Monday, February 26, 2007

The thing about substitute teaching is that you aren't really teaching. As a Sheep Dog, I round up students and keep them safely within the classroom and building boundaries but I am rarely asked to teach. I am always a little thrilled when the Shepherd has left lesson plans for the day (psst! Mr. D, those photocopies of pages from p. 112 did not fool the Sheep who know that they are currently working in Chapter 10 between pages 347 and 360. Nope, didn't fool them at all, they refused to ruminate on the material.) The thrill is even greater when the plans ask me to actually teach something because at heart and by training I am a Shepherd. I got applause from one Shepherd because I followed the plans and textbook and covered perimeters in such a way that the Sheep did not need to be re-educated by the Shepherd when he returned. Woohoo! I do understand that many Sheep Dogs are not trained teachers, requirements for the position include a clean background check and a high school diploma or equivalent, and that most Sheep Dogs do not wish to teach.

Today I was Sheep Dog to two flocks of piano students. It was fine. They were well behaved and only one or two tried to bolt the field. Things were a little unsettled since school opened two hours late because of lingering snow issues. The first two periods were each only 20 minutes long and the last two periods were the normal length (2.5 hours and 1.25 hours). Most of the day I sat and knit on a sock while a room of sheep plunked away on keyboards, the quiet made possible by many headsets.

Sometimes being a Sheep Dog is easy and sometimes it is difficult. I have not had a fire extinguisher dropped on me or sexually assaulted or beaten up but I am always aware that I am only one angry or unbalanced sheep away from trouble. My instructions are to confiscate ipods or cell phones that are not put away during class. In general the Sheep comply but when they don't I step back and call security and fill out a PS74.

I was horrified by the official notice regarding breaking up fights that all Shepherds and Sheep Dogs received from the County. The County pointed out that no Shepherd is required to stop a fight and that all adults should consider the possibility of damage to themselves when intervening. Then the County made a point of mentioning that if a Shepherd intervenes to stop a fight and injures or appears to injure a Sheep then the Shepherd will be held accountable and charges may be filed.

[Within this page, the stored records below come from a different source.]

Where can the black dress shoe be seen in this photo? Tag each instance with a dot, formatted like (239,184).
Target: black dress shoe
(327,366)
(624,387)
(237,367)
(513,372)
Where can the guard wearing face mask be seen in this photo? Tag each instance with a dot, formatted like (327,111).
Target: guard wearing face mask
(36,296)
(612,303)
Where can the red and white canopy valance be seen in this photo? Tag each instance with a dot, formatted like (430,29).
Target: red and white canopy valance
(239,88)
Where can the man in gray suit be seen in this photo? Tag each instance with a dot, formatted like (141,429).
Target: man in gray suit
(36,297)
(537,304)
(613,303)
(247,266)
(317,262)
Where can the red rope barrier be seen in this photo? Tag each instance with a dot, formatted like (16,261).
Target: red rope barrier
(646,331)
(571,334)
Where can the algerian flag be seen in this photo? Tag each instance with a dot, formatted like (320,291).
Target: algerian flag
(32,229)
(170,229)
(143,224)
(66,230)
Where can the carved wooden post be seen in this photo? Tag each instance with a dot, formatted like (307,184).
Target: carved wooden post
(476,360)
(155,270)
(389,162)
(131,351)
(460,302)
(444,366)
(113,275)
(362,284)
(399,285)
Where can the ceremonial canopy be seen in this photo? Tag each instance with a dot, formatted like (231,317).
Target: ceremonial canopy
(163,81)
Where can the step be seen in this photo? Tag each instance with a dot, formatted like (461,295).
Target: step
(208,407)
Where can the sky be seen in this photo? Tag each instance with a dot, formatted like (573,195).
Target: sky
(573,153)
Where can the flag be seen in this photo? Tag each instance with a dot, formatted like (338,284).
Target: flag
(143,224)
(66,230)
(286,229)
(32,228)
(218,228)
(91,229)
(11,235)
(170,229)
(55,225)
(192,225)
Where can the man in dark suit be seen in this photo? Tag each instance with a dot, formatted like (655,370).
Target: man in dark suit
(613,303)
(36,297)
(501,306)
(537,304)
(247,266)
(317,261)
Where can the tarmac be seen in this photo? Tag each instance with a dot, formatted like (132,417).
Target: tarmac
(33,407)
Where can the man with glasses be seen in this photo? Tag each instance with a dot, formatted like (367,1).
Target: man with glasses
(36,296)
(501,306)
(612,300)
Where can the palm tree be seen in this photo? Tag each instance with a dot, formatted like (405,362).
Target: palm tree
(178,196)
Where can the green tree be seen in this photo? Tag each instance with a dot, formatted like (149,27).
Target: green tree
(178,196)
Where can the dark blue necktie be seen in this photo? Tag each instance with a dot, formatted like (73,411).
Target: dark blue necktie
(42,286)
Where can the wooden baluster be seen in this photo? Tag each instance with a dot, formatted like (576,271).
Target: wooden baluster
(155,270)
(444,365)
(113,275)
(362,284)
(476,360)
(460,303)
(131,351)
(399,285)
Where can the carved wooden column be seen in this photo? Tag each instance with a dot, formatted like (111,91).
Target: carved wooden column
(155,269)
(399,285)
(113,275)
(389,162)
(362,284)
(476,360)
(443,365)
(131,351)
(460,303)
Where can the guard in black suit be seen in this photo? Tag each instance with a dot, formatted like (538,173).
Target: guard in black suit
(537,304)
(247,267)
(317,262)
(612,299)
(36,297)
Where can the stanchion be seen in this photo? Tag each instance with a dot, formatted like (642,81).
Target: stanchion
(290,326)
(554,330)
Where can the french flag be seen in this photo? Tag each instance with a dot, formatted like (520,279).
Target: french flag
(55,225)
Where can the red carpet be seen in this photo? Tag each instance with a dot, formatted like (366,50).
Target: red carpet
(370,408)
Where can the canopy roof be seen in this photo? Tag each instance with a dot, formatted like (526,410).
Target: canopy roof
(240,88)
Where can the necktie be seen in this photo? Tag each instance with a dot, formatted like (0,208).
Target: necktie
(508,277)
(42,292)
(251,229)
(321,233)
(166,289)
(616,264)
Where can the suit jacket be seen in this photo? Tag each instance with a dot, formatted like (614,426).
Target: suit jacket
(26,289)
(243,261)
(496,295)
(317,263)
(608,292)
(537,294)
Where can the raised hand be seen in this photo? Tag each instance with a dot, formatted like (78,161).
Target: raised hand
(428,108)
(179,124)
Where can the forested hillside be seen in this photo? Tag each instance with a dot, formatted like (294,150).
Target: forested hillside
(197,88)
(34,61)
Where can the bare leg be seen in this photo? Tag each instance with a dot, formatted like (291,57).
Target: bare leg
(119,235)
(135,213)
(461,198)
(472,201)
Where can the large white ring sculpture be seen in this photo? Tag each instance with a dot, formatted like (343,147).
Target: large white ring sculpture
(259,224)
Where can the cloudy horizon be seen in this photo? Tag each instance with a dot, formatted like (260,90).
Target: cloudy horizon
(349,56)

Furthermore (!) if a Shepherd does not step in to break up the fight and a Sheep is injured then the County points out that the family of the injured Sheep may hold the Shepherd accountable for any damages and may file a lawsuit against the Shepherd which the union may or may not be able to help with. Aiaiaiaiaiaiaiii! How is that for mixed messages?

I have been knitting. Some days I have lots of Sheep Dog time for knitting; it depends on the field and the sheep. Knitting pictures of various scarves, hats )maybe) and the elusive Birch will be posted as soon as the camera battery is recharged.